Petrilli poses as a reformer. The US State-monopoly school system cannot be reformed. In abstract, the education industry, with its wildly varied inputs (individual children's interests and abilities) and wildly varied outputs (the possible career paths that a modern industrial democracy opens) is a highly unlikely candidate for necessarily rule-bound, bureaucratic State (i.e., government, generally) operation.
Children are not standard.
Only an incredibly stupid, or insane, or malicious, or corrupt Social Justice Head Zookeeper would mandate that the zoo commissary feed the same diet to the gaur, the binturong,…
Joanne: "Implementation is important, concludes Petrilli. He's not sure how to address that, but he suggests Mike Goldstein's ideas for "some sort of management training system that we could put in place so that school districts have a cadre of professionals who are great at implementation, regardless of the initiative."
And let's equip school buses with some sort of anti-gravity device so that they can levitate above freeway traffic.
Internal regulatory mechanisms will fail. Search "regulatory capture".
Humans have devised no more effective institutional accountability mechanisms than policies which give to unhappy clients (customers, employees, suppliers, investors) the power to take their business elsewhere.
Joanne: "Teacher pay has been flat, even as education spending has soared, [Fordham President Michael Petrilli] notes. Nearly everywhere, the new money has gone to hire more teachers and a lot more support staff, counselors and administrators. 'We’ve stumbled into a model whereby we offer mediocre pay to teachers and then try to help them be more effective by surrounding them with lots of other bodies' he writes."
1."Flat" since when?
The average teacher salary, M.A. with six to ten years experience, is close to the median household in all US States. "Median household income" is more than one income.
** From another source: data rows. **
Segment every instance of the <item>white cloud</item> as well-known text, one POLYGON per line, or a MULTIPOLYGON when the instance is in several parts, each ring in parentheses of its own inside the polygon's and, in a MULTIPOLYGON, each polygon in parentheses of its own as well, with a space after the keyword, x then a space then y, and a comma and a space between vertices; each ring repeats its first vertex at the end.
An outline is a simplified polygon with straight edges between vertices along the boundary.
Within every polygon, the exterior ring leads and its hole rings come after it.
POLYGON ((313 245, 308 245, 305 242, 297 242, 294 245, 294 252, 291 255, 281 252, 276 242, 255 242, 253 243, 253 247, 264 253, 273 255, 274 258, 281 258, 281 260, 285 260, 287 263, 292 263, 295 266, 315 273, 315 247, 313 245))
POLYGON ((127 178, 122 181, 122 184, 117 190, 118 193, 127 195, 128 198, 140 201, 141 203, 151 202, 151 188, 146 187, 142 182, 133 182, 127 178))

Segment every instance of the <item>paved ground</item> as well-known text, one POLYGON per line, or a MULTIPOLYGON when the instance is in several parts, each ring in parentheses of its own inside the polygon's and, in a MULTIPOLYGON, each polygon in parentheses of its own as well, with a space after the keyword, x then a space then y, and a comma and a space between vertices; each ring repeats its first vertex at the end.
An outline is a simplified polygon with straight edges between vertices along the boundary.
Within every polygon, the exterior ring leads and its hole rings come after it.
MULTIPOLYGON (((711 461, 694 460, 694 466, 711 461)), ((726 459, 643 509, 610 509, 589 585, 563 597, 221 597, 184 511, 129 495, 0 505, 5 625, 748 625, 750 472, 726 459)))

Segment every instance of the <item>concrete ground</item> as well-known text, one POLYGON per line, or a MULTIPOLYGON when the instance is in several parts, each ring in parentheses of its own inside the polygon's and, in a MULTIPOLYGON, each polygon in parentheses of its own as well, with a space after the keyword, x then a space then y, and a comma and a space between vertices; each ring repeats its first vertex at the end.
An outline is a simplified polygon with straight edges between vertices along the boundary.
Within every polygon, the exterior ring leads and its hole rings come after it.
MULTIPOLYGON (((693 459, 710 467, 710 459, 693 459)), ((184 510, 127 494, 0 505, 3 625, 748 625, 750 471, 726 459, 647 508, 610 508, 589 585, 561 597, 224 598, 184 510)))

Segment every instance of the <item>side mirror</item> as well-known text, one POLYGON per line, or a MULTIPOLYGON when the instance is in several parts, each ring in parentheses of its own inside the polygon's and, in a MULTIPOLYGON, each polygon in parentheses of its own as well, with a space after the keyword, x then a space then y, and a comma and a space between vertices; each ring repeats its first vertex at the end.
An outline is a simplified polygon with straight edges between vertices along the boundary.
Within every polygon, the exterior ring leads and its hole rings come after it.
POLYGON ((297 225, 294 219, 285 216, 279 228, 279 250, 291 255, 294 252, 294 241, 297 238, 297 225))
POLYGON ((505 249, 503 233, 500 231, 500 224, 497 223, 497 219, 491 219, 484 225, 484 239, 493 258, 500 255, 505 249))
See Digest of Education Statistics table 211.40, "Average base salary for full-time public elementary and secondary school teachers with a…
The flaw in your idea is thinking that city councils will be any more immune to high numbers of failing students than school boards are. They won't be, and the meaningless graduations and their associated diplomas will mean continue.
Joanne: "Putting every child the same age in the same class and telling teachers to 'differentiate' instruction for children at very different levels hasn't worked well."
Chubb and Moe (_Politics, Markets, & America's Schools_) found that tracking (by which I suspect they meant ability grouping) was positively correlated with school success as measured by aggregate student performance on standardized tests of Reading, Math, and Science. On the other hand, the Nobel laureate economist James Buchannan attributed his success, in part, to his attendance at a one room schoolhouse. Because the teacher could not address all ability levels simultaneously, she turned the older students to work on their lessons individually while she worked with the younger children.